Da Missione Salute (rivista camilliana della Provincia Italiana) Gennaio- Febbraio 2016
di Padre Leocir Pessini
According to the data of the World Health Organisation, every year more than 800,000 people take their own lives: this means that one suicide takes place every 40 seconds and every 30 seconds there is an attempted suicide. These are alarming statistics which leave us with a strong sense of consternation.
In Italy, which is one of the counties where suicides are less frequent, according to the data of Istat for the year 2010, the number of deaths caused by suicide were 1,857, with 2,041 suicide attempts (Brazil is eighth on the list when it comes to the absolute number of suicides – in the year 2012, 11,821 deaths by suicide were recorded, of which 9,148 involved men and 22,632 women: about 30 every day). Suicide (deliberately taking one’s own life) is the tragic self-destruction imposed by a person on himself or herself. The consequences for families, friends and communities are terrible and the suffering lasts for a long time after the death of the person involved.
Because of the gravity of the fact of the exponential cases of suicide, in May 2013 the World Health Organisation (WGO), at its sixty-sixth general assembly, adopted for the first time in history a plan of action for mental health. The prevention of suicide is an integral part of this plan which seeks to reduce the suicide rate by at least 10% in the world by the year 2020.
The objective of this initiative of the WHO is ‘to give priority to the prevention of suicide on the global agenda for public health, in social policies, and to make people aware that suicide is a question of public health’.
There is no single explanation for why people commit suicide. Social, psychological, cultural or other factors can intervene to induce a person to engage in suicidal behaviour. In the case of suicides caused by mental disturbance, few of the people involved are led to ask for help. From this important information produced by the World Health Organisation, we can draw certain key messages. Suicide is the second cause of death in people between the ages of 15 and 29. There are in addition signs that lead one to deduce that for every adult who commits suicide, there are more than twenty suicide attempts.
Can one prevent suicide?
Suicides can be prevented. But in order to be able to provide effective answers, we have to adopt a strategy of prevention that involves many sectors. This strategy must seek to strengthen vigilance as well as the mental-health policies exist, and, in particular, centres that combat alcoholism.

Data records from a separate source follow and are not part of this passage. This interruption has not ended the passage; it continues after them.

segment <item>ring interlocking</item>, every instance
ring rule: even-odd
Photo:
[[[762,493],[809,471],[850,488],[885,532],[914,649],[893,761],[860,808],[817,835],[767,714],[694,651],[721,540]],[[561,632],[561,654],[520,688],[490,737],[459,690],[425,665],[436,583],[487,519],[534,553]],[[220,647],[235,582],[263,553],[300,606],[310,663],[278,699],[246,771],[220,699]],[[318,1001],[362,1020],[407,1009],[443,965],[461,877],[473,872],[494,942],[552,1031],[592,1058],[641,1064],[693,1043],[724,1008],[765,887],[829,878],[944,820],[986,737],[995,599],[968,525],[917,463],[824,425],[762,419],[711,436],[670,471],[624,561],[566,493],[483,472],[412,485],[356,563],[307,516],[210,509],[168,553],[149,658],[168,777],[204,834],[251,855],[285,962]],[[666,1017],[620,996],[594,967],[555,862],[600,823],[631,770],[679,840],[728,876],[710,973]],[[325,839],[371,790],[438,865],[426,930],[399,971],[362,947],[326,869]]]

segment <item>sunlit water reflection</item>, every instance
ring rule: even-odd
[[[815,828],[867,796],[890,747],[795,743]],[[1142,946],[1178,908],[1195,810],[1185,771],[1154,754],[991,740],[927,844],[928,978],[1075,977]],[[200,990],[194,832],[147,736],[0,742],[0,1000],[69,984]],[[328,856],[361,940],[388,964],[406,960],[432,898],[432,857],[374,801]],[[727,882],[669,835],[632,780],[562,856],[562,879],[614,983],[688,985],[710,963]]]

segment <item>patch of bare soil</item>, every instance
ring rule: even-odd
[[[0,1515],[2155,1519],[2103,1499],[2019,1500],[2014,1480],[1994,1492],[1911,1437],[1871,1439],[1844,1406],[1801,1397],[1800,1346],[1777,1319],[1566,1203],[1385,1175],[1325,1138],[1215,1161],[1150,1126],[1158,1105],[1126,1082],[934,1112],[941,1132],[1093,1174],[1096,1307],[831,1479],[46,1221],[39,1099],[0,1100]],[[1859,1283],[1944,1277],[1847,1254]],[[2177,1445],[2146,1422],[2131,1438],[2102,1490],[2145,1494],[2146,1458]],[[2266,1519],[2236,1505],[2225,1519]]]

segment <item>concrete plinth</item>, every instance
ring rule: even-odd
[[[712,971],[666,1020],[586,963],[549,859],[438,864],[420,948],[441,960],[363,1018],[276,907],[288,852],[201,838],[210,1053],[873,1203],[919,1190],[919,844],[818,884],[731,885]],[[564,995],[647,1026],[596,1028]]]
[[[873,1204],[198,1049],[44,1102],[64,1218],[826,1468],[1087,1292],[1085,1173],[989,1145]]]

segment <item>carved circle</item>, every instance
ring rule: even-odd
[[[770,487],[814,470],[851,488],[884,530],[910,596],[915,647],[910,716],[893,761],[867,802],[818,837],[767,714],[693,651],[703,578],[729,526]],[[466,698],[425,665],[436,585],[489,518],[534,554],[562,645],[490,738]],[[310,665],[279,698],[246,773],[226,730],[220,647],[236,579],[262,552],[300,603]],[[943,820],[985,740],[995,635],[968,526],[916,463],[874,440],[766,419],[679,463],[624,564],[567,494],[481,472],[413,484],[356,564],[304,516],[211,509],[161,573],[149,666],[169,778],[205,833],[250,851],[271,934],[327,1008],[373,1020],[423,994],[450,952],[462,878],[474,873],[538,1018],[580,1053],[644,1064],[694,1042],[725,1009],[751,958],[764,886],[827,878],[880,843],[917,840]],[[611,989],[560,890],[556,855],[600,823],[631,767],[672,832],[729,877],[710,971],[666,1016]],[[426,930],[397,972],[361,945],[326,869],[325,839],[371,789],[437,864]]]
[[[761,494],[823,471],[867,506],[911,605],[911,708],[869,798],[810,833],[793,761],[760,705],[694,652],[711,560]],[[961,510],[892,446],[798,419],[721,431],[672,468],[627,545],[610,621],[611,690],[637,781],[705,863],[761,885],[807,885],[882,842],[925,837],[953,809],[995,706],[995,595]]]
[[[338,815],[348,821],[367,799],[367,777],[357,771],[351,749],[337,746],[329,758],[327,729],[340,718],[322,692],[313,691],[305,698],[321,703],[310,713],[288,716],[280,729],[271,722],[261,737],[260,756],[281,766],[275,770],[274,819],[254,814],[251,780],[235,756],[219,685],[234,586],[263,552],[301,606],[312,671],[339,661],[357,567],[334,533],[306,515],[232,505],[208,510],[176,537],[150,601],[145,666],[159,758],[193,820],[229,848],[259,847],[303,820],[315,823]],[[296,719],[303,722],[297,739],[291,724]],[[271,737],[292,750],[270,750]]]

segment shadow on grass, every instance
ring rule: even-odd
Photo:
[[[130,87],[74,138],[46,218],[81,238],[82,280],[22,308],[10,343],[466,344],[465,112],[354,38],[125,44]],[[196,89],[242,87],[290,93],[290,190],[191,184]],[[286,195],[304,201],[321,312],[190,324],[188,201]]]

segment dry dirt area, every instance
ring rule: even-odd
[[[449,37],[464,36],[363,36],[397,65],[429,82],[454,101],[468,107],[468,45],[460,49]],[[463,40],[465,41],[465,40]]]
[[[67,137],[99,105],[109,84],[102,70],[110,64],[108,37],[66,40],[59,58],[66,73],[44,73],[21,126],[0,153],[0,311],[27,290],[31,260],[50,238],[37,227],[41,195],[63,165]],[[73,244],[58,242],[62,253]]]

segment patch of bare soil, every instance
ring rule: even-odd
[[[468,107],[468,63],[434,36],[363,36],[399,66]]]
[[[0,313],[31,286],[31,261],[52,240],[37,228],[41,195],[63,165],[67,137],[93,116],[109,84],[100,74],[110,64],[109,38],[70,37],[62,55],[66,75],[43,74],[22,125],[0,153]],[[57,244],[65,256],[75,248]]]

Restriction of opportunities to accede to the most frequently used means by which to commit suicide has given good results: poisons, firearms and certain medical products. Services relating to public health must include the prevention of suicide as a central component. Amongst the causes that lead to suicide we should see mental disturbance and the consumption of alcohol, as well as other factors at risk. The key by which to reduce the number of suicides is the paying of greater attention to the frailest and most needy people. Communities have a crucial function in the prevention of suicide. They can support the frailest people, accompanying them and fighting against the unworthy social disapproval that afflicts those who are weakest and have lost their points of reference.
Whatever the case, preventive condemnations should be avoided at all levels, above all those that refer to mental illness and suicidal behaviour. The process of rebuke means that people experience shame and feel excluded and discriminated against. The whole of society should be made aware that suicide is a question of mental health and can be prevented in the majority of cases. At the same time the most serious risk factors should be identified and the people who are exposed to them should be protected in a sensitive way.
Forms of help
In our milieus, a historical-cultural and religious inheritance exists which has to be overcome – it tends to blame those who commit suicide or attempt suicide. One can speak of a responsible act,. from an ethical-moral point of view, only when a person acts in a fully conscious and free way. In the majority of cases of suicide or attempted suicide these two conditions (full consciousness and freedom) are profoundly compromised and consequently the attribution of responsibility to the person involved is impossible.
Solidarity is an important form of help: without doubt, great empathetic nearness to the person should be engaged in and this should also be done in relation to family relatives who endure the profound pain of the loss of a loved one through suicide, even though they do not approve of the act that has been engaged in.